Avec 10% de chômage, à l’image de nombreuses régions italiennes, l’Ombrie ne s’est jamais vraiment remise de la crise économique d’il y a dix ans. Chez certains commentateurs, notamment de l’excellent journal Il Fatto quotidiano, proche du Mouvement 5 étoiles, le parti populiste créé par Beppe Grillo doit sa dégringolade à son aggiornamento pro-européen. Avant même le départ de Salvini du gouvernement, le vote des eurodéputés grillistes en faveur de la Commission Von der Leyen avait désarçonné l’aile la plus populiste du mouvement. Dans la logique de Di Maio, alors vice-Premier ministre et ministre du développement économique – il a depuis migré aux Affaires étrangères, il n’était pas absurde de s’appuyer sur l’Europe pour proposer un Smic dont l’Italie manque cruellement. En pleine crise de nerfs estivale, M5S et Lega s’écharpaient alors quotidiennement, le premier exigeant un Smic national, la seconde la reprise du chantier de train grande vitesse Lyon-Turin, une plus grande autonomie régionale, voire un Smic différencié entre le nord et le sud…

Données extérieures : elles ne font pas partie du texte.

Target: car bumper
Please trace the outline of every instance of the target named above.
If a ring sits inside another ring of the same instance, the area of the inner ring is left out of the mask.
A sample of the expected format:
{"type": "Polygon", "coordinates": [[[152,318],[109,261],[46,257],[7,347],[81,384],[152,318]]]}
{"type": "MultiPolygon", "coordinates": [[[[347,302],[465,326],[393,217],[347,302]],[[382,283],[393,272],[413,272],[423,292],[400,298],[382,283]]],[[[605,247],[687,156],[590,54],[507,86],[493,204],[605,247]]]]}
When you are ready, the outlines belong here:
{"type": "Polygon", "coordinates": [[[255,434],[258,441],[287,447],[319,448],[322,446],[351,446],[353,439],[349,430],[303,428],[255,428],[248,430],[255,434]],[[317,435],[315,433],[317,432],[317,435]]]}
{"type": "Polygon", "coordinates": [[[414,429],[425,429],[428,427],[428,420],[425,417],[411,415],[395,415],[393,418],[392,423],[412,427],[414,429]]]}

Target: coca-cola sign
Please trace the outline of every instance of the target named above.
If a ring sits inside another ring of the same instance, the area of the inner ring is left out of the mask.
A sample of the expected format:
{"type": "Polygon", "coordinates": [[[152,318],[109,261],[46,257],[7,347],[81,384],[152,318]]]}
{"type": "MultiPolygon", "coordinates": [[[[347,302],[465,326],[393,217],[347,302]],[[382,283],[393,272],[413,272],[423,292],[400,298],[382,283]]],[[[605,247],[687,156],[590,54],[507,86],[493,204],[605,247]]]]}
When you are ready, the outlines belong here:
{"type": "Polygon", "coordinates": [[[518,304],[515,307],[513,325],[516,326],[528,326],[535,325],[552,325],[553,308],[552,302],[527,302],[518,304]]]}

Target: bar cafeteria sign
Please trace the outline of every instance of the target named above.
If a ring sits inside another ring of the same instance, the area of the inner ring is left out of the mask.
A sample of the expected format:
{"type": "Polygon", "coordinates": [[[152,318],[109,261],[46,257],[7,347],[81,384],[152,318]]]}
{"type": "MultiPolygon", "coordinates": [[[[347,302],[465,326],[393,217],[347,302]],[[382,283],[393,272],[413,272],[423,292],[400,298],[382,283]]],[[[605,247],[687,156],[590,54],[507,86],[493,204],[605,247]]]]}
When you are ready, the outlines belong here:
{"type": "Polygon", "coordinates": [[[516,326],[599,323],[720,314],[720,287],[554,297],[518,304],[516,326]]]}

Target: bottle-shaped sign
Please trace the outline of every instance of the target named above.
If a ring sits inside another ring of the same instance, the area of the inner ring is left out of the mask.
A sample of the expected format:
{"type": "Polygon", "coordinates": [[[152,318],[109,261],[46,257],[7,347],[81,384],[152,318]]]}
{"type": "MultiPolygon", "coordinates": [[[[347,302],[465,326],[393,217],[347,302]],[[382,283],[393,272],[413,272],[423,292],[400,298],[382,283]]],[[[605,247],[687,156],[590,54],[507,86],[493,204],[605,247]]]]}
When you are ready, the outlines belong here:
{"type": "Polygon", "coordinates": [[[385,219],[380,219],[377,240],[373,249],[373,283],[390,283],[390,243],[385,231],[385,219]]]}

Un pied dehors, un pied dedans

Depuis la rentrée, la constitution d’une nouvelle majorité M5S-PD-Viva l’Italia (dernier-né créé par Renzi après son départ du PD) n’a pas été sans heurts. En particulier, le vote du budget a révélé les failles de cet étrange aréopage. Ennemis acharnés hier, Di Maio et Renzi appliquent aujourd’hui la même stratégie du « un pied dehors, un pied dedans », soutenant l’exécutif tout en critiquant sa fâcheuse tendance à ponctionner les Italiens.

Du côté de l’alliance de centre-droit, l’élection en Ombrie signe aussi la percée du parti post-fasciste Fratelli d’Italia, devenu localement avec plus de 10% des voix, le deuxième parti de droite, devant les berlusconistes de Forza Italia. Réclamant à cors et à cris la démission du gouvernement, les leaders du centre-droit conquièrent les uns après les autres les bastions rouges. Après l’Ombrie, l’Emilie-Romagne et surtout la Calabre, région la plus pauvre et la plus méridionale de la botte, entreraient dans l’histoire si elles basculaient dans le giron d’une alliance conduite par la Lega. Euphoriques, certains entonnent déjà l’ancien hymne des jeunesses néo-fascistes Demain nous appartient.